Bio
My research focuses on the intersection of political power, religious ideology and visual and material culture in the medieval Islamic world. I am particularly interested in how rulers legitimated their power through cultural production, holy war and diplomacy. My current book project, tentatively entitled “Wolf King of Glorious Memory: Affiliation, Accommodation and Resistance in Ibn Mardanīsh’s al-Andalus,” centers on an enigmatic twelfth-century ruler who fought the Marrakech-based Almohad dynasty through alliance with his Christian neighbors and asserted his authority with reference to the Abbasid caliphate in the east.
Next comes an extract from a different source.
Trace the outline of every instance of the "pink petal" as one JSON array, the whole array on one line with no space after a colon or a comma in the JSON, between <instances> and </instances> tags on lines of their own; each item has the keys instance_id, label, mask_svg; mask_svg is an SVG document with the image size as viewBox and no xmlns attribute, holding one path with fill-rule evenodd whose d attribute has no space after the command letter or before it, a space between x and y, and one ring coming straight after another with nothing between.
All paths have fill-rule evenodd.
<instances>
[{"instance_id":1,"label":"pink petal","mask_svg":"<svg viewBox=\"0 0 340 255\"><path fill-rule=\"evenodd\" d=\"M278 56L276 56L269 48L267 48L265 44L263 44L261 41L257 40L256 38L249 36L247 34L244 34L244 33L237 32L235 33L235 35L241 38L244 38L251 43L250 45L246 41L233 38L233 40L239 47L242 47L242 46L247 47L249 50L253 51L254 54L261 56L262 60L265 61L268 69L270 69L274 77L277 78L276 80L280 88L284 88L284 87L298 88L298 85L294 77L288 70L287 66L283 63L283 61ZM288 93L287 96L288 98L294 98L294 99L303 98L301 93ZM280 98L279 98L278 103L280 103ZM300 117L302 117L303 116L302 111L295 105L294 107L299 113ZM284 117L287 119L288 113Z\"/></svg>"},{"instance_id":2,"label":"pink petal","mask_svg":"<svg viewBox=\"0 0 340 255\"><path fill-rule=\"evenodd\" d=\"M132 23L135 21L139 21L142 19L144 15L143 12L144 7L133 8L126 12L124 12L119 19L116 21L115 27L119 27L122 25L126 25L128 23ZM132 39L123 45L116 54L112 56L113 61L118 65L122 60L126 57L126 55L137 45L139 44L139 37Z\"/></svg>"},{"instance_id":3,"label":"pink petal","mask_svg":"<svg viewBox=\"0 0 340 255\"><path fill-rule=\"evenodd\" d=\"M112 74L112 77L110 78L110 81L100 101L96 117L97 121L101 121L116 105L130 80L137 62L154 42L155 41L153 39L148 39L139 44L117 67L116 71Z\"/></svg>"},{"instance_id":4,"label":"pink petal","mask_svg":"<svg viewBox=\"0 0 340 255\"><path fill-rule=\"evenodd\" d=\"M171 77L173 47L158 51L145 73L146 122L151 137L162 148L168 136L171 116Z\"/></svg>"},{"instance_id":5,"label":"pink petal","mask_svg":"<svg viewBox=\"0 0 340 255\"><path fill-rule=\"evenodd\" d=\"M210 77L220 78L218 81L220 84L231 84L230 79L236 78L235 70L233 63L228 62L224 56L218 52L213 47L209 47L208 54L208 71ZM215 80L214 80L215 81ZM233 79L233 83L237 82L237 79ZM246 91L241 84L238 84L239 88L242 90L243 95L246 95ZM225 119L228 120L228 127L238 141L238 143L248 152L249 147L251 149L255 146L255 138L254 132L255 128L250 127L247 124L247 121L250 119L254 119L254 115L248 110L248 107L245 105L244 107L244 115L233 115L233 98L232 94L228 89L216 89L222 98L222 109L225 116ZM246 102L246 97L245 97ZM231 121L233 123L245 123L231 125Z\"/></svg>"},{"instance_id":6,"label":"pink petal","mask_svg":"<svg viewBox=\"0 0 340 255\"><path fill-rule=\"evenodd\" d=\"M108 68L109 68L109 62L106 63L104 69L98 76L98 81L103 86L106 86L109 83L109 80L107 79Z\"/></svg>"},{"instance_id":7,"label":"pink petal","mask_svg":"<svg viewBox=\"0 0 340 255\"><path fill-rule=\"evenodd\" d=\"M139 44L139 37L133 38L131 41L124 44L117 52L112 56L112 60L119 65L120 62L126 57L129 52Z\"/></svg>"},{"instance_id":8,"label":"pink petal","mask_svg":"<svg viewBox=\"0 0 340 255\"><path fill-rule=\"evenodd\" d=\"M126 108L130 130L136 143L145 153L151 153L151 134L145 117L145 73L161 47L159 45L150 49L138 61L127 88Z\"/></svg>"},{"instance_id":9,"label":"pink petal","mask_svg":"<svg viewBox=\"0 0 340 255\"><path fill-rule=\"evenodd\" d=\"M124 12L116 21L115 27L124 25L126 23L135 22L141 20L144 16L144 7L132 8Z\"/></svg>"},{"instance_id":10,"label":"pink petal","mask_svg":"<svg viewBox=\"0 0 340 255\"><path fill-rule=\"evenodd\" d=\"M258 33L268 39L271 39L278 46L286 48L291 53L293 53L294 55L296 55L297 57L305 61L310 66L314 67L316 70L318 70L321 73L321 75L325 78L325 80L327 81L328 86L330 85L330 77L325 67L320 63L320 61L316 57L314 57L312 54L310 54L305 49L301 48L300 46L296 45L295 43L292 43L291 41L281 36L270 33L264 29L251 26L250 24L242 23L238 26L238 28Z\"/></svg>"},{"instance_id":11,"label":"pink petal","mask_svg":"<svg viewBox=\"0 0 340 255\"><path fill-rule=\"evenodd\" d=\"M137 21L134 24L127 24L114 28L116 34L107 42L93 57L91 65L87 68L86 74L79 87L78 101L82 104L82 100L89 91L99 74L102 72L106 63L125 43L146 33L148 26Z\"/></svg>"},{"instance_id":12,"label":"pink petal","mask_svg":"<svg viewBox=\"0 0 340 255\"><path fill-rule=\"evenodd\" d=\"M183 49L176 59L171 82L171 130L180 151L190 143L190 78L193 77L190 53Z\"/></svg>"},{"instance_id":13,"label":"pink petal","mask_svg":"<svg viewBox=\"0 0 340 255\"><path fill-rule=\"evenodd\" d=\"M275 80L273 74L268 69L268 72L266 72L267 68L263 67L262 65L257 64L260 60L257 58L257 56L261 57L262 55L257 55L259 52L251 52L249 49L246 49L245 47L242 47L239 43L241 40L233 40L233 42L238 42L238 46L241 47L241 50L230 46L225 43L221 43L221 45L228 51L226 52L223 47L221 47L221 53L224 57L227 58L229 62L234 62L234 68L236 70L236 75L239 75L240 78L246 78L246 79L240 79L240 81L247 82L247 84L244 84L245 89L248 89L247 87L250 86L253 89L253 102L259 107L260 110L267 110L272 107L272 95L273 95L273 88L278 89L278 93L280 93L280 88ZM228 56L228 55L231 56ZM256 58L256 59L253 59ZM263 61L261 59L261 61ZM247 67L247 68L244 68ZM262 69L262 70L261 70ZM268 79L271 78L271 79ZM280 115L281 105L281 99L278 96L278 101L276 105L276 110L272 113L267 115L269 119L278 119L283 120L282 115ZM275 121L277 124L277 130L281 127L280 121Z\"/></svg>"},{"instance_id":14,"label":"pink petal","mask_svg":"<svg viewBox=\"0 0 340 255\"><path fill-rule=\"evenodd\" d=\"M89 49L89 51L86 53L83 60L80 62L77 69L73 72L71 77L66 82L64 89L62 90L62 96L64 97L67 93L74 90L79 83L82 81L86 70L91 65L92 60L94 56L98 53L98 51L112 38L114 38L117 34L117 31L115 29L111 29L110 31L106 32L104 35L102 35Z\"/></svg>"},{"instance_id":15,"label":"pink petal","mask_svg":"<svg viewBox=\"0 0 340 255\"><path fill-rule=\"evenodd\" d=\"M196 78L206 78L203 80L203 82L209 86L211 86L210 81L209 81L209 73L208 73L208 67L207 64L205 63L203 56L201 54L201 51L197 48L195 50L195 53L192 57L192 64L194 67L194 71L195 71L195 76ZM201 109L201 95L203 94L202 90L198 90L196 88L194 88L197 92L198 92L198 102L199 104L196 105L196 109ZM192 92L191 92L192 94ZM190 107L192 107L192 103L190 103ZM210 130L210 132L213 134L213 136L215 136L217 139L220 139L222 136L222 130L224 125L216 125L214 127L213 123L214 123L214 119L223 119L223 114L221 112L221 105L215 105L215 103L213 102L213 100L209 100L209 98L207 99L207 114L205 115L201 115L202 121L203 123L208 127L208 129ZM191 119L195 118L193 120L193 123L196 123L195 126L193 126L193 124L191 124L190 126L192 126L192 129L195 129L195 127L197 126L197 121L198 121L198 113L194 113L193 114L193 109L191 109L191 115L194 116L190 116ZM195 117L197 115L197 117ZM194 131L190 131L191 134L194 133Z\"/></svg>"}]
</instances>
Generally, the book explores how Muslim rulers in the Western Mediterranean adapted and transformed ideologies and material symbols of power from the broader Islamic world in order to assert their authority. I use sources including chronicles, poetry and chancery documents, as well as coins, architecture, and portable objects, that reveal both the interconnectedness of the Islamic world and the intimacy between the Christians and Muslims who competed for territory in the Western Mediterranean. Earlier work, including The Arts of Intimacy: Christians, Jews, and Muslims in the Making of Castilian Culture (Yale University Press, 2008), which I co-authored with art historian Jerrilynn Dodds and literary historian María Rosa Menocal, used a similar range of sources to explore how Castilian rulers and religious leaders created a new imperial culture by adopting elements of Islamic civilization, even as they waged military and ideological battles against their Muslim subjects and neighbors.
I have served as Secretary of the Historians of Islamic Art Association (2014-2017) and was a founding board member of the Spain-North Africa Project. With three colleagues in Germany, I teach courses as part of the Islamic Material Culture Webinar Initiative. Before coming to NYU, I taught at Bard Graduate Center and at the University of Massachusetts-Bost.